PLoS ONE (Jan 2014)

Natural history of cone disease in the murine model of Leber congenital amaurosis due to CEP290 mutation: determining the timing and expectation of therapy.

  • Shannon E Boye,
  • Wei-Chieh Huang,
  • Alejandro J Roman,
  • Alexander Sumaroka,
  • Sanford L Boye,
  • Renee C Ryals,
  • Melani B Olivares,
  • Qing Ruan,
  • Budd A Tucker,
  • Edwin M Stone,
  • Anand Swaroop,
  • Artur V Cideciyan,
  • William W Hauswirth,
  • Samuel G Jacobson

DOI
https://doi.org/10.1371/journal.pone.0092928
Journal volume & issue
Vol. 9, no. 3
p. e92928

Abstract

Read online

Mutations in the CEP290 (cilia-centrosomal protein 290 kDa) gene in Leber congenital amaurosis (LCA) cause early onset visual loss but retained cone photoreceptors in the fovea, which is the potential therapeutic target. A cone-only mouse model carrying a Cep290 gene mutation, rd16;Nrl-/-, was engineered to mimic the human disease. In the current study, we determined the natural history of retinal structure and function in this murine model to permit design of pre-clinical proof-of-concept studies and allow progress to be made toward human therapy. Analyses of retinal structure and visual function in CEP290-LCA patients were also performed for comparison with the results in the model.Rd16;Nrl-/- mice were studied in the first 90 days of life with optical coherence tomography (OCT), electroretinography (ERG), retinal histopathology and immunocytochemistry. Structure and function data from a cohort of patients with CEP290-LCA (n = 15; ages 7-48) were compared with those of the model.CEP290-LCA patients retain a central island of photoreceptors with normal thickness at the fovea (despite severe visual loss); the extent of this island declined slowly with age. The rd16;Nrl-/- model also showed a relatively slow photoreceptor layer decline in thickness with ∼80% remaining at 3 months. The number of pseudorosettes also became reduced. By comparison to single mutant Nrl-/- mice, UV- and M-cone ERGs of rd16;Nrl-/- were at least 1 log unit reduced at 1 month of age and declined further over the 3 months of monitoring.
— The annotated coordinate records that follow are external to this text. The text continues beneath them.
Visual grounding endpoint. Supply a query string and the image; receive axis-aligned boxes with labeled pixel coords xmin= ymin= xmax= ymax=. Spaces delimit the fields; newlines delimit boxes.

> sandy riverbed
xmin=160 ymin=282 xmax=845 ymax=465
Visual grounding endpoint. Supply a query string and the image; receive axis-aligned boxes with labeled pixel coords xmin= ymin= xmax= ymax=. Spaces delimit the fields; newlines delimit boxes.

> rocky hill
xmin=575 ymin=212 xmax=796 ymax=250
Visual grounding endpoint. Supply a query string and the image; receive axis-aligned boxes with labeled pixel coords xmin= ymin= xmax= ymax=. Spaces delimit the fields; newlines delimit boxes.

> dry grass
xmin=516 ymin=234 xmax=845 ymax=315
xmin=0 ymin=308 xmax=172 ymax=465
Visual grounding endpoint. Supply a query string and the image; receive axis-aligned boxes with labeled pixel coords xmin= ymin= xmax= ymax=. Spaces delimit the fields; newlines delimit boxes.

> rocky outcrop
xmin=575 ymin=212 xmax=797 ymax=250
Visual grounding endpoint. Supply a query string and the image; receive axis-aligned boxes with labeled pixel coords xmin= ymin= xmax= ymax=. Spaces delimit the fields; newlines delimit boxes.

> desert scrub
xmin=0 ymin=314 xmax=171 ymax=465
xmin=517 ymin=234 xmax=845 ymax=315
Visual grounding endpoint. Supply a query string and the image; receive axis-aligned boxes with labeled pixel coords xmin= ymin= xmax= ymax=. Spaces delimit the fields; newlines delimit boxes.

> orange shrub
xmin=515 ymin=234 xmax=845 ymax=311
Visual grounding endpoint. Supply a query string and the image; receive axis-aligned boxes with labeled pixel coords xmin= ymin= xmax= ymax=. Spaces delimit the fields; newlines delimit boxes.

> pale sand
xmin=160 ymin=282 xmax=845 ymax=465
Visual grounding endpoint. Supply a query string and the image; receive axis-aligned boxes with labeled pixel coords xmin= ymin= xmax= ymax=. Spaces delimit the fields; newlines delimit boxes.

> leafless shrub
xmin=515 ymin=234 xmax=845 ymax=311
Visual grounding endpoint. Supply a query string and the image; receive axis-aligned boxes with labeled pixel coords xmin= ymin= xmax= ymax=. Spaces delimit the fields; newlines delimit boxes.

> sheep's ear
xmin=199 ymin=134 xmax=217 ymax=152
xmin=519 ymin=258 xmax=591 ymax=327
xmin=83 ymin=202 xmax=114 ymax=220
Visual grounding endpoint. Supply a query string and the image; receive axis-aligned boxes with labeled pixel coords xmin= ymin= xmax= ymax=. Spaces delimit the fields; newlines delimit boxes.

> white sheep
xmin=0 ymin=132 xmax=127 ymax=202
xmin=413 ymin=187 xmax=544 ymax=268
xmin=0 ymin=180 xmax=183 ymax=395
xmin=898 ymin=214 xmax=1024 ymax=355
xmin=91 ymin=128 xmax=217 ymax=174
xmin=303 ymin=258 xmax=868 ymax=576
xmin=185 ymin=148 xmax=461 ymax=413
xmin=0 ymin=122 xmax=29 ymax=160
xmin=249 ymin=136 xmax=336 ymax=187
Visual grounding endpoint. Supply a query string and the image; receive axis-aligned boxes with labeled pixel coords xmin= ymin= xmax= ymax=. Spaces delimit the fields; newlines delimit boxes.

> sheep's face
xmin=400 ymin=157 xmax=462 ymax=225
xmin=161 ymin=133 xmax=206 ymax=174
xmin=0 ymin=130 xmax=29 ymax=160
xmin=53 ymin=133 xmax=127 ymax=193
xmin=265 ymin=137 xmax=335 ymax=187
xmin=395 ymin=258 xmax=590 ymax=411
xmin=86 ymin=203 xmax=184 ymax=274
Expression of GNAT2 and S-opsin also decreased with age.The natural history of early loss of photoreceptor function with retained cone cell nuclei is common to both CEP290-LCA patients and the rd16;Nrl-/- murine model. Pre-clinical proof-of-concept studies for uniocular therapies would seem most appropriate to begin with intervention at P35-40 and re-study after one month by assaying interocular difference in the UV-cone ERG.